Przypominamy archiwalny tekst z „Wprost” nr 1168 z 24 kwietnia 2005I zapraszamy do lektury najnowszego wywiadu: Spór o Powstanie trwa

 

Muzeum nowego typu

Pierwszą placówką muzealną nowego typu było Muzeum Holocaustu (Holocaust Memorial Museum) w Waszyngtonie. Jego powstanie otworzyło nową epokę w muzealnictwie historycznym. W 2000 roku otwarto wówczas najnowocześniejsze muzeum historyczne w Europie Środkowej – Terror Háza w Budapeszcie.
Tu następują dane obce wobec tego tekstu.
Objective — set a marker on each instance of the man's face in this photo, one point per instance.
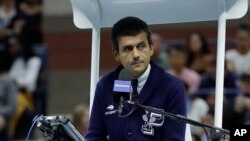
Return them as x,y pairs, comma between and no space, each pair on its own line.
134,53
W ostatnim czasie z sukcesem modernizowały i zmieniały swoje ekspozycje Imperial War Museum w Londynie i Yad Vashem w Jerozolimie.


W 2004 roku, po sześćdziesięciu latach oczekiwań, otwarto Muzeum Powstania Warszawskiego. W 2004 roku działało ono zaledwie 55 dni (w tym czasie odwiedziło je ponad 150 tys. osób). To wynik rekordowy zarówno wśród placówek samorządowych, jak i muzeów narodowych. Omówienia ekspozycji muzeum pojawiły się w najważniejszych periodykach muzealnych na świecie. W polskiej i zagranicznej prasie z okazji jego otwarcia ukazało się ponad 1000 artykułów. Muzeum powstania szybko zyskało ogólnonarodowy wymiar. Z ankiet wypełnianych przez odwiedzających wynika, że tu uczą się oni patriotyzmu. I robią to nie tylko uczniowie, ale też żołnierze, klerycy, adwokaci czy gospodynie domowe.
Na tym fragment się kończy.